Nathaniel has set up a number of organizations to promote the march and his various other endeavors. People have been calling them “shell organizations” or “false fronts,” but that seems a little too harsh. The one organization that has filed official papers is called the Presidential House and proposes some sort of weird shadow government in Charleston, S.C. with Nathaniel as president. Troy called it “unhinged, fantastical nonsense.”
“When I started the Presidential House I started volunteering for the Obama campaign,” Nathaniel said when I called him. He acknowledged that the original scheme was kind of goofy but said it came from his enthusiasm for Obama. “I was 16 or 17 and was very excited and so I started something called the Presidential House to get out in my community.”
But for Nathaniel, inexperience is part of the point of protest.
“Many of us, especially young people in the political realm, don’t really get our voices heard because it’s mostly a ‘who has more experience’ type thing versus a protest where we’re able to organize it, either locally or nationally, and our voices can be heard much easier there than working with politics,” Nathaniel said. But he said he is still interested in electoral politics and local issues. “My goal was to run for United States Congress this year but I decided not to because Annabelle Robertson, who is way more qualified than I am, decided to run [against Republic Joe “You Lie” Wilson]. So I decided to put my action behind her and get out and protest.”
Critics point to the “Rally at the Border,” in San Ysidro, the only other rally Nathaniel has organized. It failed amid concerns of top-down organizing that didn’t take the needs of the community into consideration and could have put a lot of people at risk.

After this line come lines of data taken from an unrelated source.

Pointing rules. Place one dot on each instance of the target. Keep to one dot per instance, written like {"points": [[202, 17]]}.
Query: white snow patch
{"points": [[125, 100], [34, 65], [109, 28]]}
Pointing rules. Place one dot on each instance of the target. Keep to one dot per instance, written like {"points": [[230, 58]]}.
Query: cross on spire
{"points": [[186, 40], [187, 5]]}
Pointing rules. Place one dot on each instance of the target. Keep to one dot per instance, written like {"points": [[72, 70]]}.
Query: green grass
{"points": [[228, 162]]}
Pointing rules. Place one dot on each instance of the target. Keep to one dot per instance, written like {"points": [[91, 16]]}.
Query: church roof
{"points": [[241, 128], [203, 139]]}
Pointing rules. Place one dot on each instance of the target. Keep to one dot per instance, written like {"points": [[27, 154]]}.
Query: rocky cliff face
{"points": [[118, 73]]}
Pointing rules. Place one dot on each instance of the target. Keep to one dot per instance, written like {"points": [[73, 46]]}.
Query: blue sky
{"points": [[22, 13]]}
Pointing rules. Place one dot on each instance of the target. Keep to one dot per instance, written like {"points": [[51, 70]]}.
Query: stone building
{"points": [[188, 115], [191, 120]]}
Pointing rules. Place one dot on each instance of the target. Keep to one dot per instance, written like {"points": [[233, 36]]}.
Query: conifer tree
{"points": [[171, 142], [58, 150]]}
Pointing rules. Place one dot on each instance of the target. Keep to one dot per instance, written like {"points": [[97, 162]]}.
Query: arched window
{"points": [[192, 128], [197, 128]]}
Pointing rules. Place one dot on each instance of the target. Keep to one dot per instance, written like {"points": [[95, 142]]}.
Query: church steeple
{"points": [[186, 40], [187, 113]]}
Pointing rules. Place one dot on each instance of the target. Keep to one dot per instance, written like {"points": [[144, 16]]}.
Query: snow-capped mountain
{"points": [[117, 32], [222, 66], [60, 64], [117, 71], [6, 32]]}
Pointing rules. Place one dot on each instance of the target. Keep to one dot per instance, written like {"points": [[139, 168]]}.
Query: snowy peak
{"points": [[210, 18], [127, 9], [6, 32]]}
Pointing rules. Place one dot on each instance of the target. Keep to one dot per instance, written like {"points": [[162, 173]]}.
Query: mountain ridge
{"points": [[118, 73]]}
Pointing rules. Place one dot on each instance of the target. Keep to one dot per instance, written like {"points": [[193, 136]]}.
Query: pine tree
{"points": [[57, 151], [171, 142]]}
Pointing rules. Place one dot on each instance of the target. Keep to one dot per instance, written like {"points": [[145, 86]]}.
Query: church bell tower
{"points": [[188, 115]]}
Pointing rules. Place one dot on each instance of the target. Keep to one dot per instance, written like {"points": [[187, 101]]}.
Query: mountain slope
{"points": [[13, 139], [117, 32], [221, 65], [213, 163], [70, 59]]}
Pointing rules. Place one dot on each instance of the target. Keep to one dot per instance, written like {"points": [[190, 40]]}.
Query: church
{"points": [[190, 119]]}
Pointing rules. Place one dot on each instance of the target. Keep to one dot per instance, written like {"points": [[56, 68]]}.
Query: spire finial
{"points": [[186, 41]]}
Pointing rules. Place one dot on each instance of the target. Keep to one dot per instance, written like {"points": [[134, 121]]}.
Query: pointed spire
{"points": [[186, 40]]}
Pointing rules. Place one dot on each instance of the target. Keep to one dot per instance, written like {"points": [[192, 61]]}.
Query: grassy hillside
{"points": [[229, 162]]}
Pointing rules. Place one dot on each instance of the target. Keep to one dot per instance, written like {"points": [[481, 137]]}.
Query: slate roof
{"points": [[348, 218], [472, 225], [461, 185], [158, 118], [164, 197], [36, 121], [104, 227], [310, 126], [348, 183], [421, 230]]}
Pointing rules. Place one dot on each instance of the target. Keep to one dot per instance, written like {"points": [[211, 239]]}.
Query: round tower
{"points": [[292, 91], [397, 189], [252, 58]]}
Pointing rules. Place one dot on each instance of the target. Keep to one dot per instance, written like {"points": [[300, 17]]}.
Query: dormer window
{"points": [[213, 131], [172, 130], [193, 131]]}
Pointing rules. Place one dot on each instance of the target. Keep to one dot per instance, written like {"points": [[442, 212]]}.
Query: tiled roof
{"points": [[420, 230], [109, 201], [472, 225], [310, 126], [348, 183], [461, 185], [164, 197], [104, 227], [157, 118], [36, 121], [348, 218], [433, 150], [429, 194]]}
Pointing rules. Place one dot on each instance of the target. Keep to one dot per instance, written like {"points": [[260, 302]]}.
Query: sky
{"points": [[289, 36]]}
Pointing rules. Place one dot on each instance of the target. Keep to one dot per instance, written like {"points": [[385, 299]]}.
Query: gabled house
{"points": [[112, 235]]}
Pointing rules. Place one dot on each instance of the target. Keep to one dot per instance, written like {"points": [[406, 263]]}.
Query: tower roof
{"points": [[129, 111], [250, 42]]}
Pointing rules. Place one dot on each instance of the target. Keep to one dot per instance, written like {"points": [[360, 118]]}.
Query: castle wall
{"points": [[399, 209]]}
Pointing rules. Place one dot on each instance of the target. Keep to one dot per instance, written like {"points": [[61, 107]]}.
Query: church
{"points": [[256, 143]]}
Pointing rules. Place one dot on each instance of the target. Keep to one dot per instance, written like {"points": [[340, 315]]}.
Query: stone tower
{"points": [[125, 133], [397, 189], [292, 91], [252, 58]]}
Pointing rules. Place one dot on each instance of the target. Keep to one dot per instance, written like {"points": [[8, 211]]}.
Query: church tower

Once news of the border rally became public, people began demanding to see the permit for the march on Washington. Nathaniel says he has a permit and has met with D.C. police, Park Police, the Secret Service, and the FBI.
But for the local organizers in San Ysidro and in D.C., working with the authorities is precisely the problem. Washington D.C.’s police department threw more than 70 grenades and emptied hundreds of canisters of pepper spray against protesters at the Disrupt J20 protest during the inauguration. At a right-wing rally recently, Park Police claimed to be working with right-wing militias.
“In D.C. we do not like interfacing with police,” Brendan Orsinger, an organizer in D.C., said on the phone. “We don’t like the idea of the state giving permission for us to march. And we don’t need it. . . . It’s actually much safer not to have police involved in the planning of the march.”
Orsinger has been vociferous in his criticism of the march. But like Troy, he doesn’t see a conspiracy. “There are good intentions here. But one of the things that I learned over the last year is that good intentions are not good enough to make change happen in this country,” he said.
This raises the larger question: What are protests for? The prosecution of the nearly 200 people charged with rioting after the inauguration may have had a chilling effect, but it has also shown the effectiveness of protest—if the U.S. Attorney’s office works that hard to shut them down, then protesters must have some power. So, the question becomes: How can a larger movement bring Russiagaters like Troy, local grassroots organizers like Orsinger, and enthusiastic young people like Nathaniel together? If people really want to resist and not just #Resist, they need to answer this question while embracing a diversity of tactics and figuring out how to form coalitions.